Hello,
I am new to using Stan and would appreciate some help and advice with a model I am trying to fit. The data consists of a set of scores per individual at different ages. I want to fit a linear model where score is predicted by age in each individual but where the intercept and slope per individual are both positive. I’ve set this up using a lognormal prior on slope and intercept, with gamma priors on the lognormal parameters.
I’d appreciate any comments on this model and suggestions for alternative formulations. Especially those that could result in more efficient and stable model fits.
On small simulated datasets I am getting large numbers of divergent transitions.
data {
int<lower=0> N; // # observations
int<lower=0> K; // # of individuals
vector[N] y; // observations
vector[N] age; // age
array[K] int s; // group sizes
}
parameters {
real<lower=0> mu[N];
real<lower=0> beta[K];
real<lower=0> alpha[K];
real<lower=0> a1;
real<lower=0> a2;
real<lower=0> b1;
real<lower=0> b2;
real<lower=0> sigma;
}
model {
// priors
alpha ~ lognormal(a1, a2);
beta ~ lognormal(b1, b2);
a1~ gamma(2,1);
a2~ gamma(2,1);
b1~ gamma(2,1);
b2~ gamma(2,1);
sigma~ gamma(2,1);
//likelihood
int pos;
pos = 1;
for (k in 1:K) {
segment(y, pos, s[k]) ~ normal(alpha[k] + beta[k] * age[pos:(pos+s[k]-1)], sigma);
}
}
Hi, @jlm1973 and welcome to the Stan forums!
There are several issues with your model and I’m glad you inquired here rather than getting frustrated at it not working. We usually recommend that you start with the simplest possible thing that can do anything and then build up from there.
-
Remove the definition of mu
! It’s not used in the model and not given a prior, so the posterior is improper (doesn’t integrate to a finite number) and hence it can’t be sampled.
-
There’s no reason to constrain a1
and b1
to be positive. They can be below 0 for positive-constrained variables. That is, sampling alpha ~ lognormal(a1, a2)

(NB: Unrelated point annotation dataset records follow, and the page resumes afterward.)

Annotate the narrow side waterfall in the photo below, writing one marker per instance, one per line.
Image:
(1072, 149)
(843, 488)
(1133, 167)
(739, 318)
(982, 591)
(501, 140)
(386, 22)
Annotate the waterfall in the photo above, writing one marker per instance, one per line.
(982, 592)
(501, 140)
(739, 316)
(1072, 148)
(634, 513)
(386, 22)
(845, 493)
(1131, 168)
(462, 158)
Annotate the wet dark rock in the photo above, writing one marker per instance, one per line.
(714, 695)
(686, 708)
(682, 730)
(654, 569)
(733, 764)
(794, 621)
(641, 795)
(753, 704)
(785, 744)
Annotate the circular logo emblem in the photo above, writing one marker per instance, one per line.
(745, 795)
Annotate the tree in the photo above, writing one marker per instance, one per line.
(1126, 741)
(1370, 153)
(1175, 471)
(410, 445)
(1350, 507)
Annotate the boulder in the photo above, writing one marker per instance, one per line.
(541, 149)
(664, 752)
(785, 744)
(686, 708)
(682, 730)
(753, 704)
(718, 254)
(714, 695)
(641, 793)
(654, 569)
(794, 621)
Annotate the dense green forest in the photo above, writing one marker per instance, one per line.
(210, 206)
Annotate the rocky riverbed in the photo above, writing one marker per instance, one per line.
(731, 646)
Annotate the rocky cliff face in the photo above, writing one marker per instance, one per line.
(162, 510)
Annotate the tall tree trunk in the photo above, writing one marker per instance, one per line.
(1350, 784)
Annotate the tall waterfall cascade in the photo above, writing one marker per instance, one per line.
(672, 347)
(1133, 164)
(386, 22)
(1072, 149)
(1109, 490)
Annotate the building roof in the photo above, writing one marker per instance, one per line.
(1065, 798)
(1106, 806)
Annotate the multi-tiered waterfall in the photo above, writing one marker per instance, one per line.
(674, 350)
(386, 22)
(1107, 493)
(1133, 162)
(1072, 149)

is equivalent to alpha_raw ~ normal(a1, a2); alpha = exp(alpha_raw);
so you get a positive value even if a1 < 0
. You may need values less than zero if the values are small. Enforcing a1 > 0
forces alpha
to be larger than you may want. The median value of lognormal(a1, a2)
is exp(a1)
, and that may be too high if you restrict mu > 0
.
-
The centered priors on alpha
and beta
are going to be problematic. You instead want to define things this way:
paraemters {
real<offset=a1, multiplier=a2> alpha_raw;
real<offset=b1, multiplier=b2> beta_raw;
transformed parameters {
real alpha = exp(alpha_raw);
real beta = exp(beta_raw);
model {
alpha_raw ~ normall(a1, a2);
beta_raw ~ normal(b1, b2);
- I’m assuming you meant to increment
pos
in the loop, because as it’s defined, it’s starting each segment from position 1, so for each k
, you are modeling y[1]
, which is going to lead to the wrong posterior variance estimates. Rather than trying to vectorize like this, I’d suggest just looping over the positions in y
first to make sure you get the model correct, though I’m not sure how you’re lining the n
up with the k
.
1 Like
Dear Bob,
Thank you very much for your reply. It is very much appreciated and has saved me a lot of time. I fixed the errors you pointed out and all your suggestions and it’s made a huge difference.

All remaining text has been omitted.